Local farmers are struggling to cope with changes brought on by Covid-19. For some, business is booming, but for others, the outbreak is a nightmare.
Jennifer Krell Davis is a Board Member of the Red Hills Small Farm Alliance. The non-profit has an online market where local farmers can sell goods. Krell Davis says demand for fresh produce has been increasing over the years. Now, due to Covid-19, there’s been a spike in sales.
“A lot of our customers that were only getting one bag of produce are [now] getting two or three bags,” Krell Davis says.
She says some of these customers might be using the extra produce to prep and freeze for the future. However, determining whether that demand will continue is a concern for Kelly and Christina Cogswell. They’re owners of Paradise Found Farms and specialize in raising chickens on pastures and selling the meat.
“It has been to this point absolutely crazy,” Kelly Cogswell says. “The shortage of product[s] in the traditional grocery stores has driven more customers to us than we can handle.”
The farm usually processes chickens on Fridays, and that’s enough to last two to three weeks. Now, due to the demand surge, it will only last one week.
“It takes eight weeks to grow a bird, right? So we can only do what we have ready to harvest. We have a lot of birds on the ground, but we have birds that are two weeks old, four weeks old, six weeks old,” Christina Cogswell says.

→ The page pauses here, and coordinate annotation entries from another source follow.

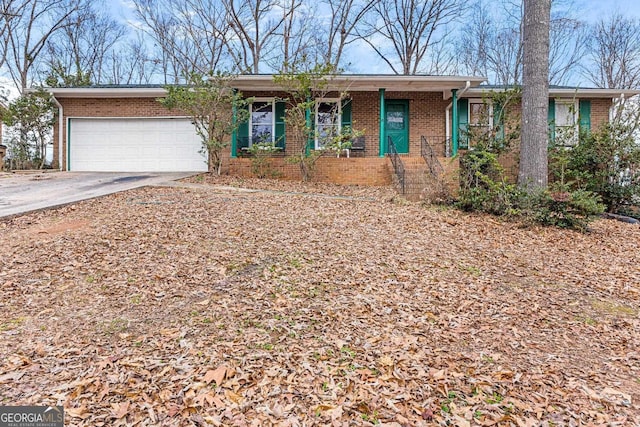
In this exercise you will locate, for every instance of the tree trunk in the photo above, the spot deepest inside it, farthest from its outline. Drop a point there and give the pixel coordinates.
(535, 95)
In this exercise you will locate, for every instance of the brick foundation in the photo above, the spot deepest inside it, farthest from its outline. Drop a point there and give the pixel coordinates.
(370, 171)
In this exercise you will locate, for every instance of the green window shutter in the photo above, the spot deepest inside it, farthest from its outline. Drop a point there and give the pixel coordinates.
(243, 131)
(346, 113)
(551, 120)
(498, 120)
(585, 115)
(463, 124)
(280, 125)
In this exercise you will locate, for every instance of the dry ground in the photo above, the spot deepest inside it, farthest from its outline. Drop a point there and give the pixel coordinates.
(198, 306)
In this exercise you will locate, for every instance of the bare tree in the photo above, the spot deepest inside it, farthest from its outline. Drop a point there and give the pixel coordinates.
(614, 60)
(132, 64)
(296, 34)
(190, 35)
(34, 24)
(341, 27)
(79, 53)
(9, 11)
(491, 42)
(535, 95)
(491, 45)
(254, 27)
(410, 28)
(567, 48)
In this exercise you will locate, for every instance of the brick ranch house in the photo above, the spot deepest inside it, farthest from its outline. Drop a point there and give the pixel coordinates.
(124, 128)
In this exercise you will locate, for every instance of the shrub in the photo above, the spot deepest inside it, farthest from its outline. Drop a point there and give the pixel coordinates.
(483, 188)
(605, 162)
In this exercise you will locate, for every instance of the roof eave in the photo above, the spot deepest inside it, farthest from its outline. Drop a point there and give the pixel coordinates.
(93, 92)
(564, 92)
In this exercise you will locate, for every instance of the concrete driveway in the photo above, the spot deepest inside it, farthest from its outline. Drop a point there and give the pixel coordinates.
(26, 192)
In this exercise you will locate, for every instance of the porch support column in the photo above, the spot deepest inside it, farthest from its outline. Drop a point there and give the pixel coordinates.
(454, 122)
(234, 134)
(382, 124)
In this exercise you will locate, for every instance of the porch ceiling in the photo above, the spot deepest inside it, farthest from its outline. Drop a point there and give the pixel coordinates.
(369, 83)
(561, 92)
(264, 82)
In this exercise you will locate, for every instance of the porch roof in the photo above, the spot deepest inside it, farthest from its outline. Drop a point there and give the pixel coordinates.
(264, 82)
(559, 92)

They haven’t run out of chickens yet. One of their main concerns is whether increasing production will hurt the farm.
“So if we try to increase production to keep up because we don’t know how long this is going to last, are we going to end up on the wrong side of the curve at the end,” Kelly Cogswell says.
They’re planning to ramp up production. The Cogswell’s added on-farm pick up as an option to customers, and other local farms like Orchard Pond have started doing that as well.
“It’s been interesting to learn and develop with it. It’s kept us on our toes. And of course, we want to be able to feed folks,” says Orchard Pond sales manager Katie Reeves.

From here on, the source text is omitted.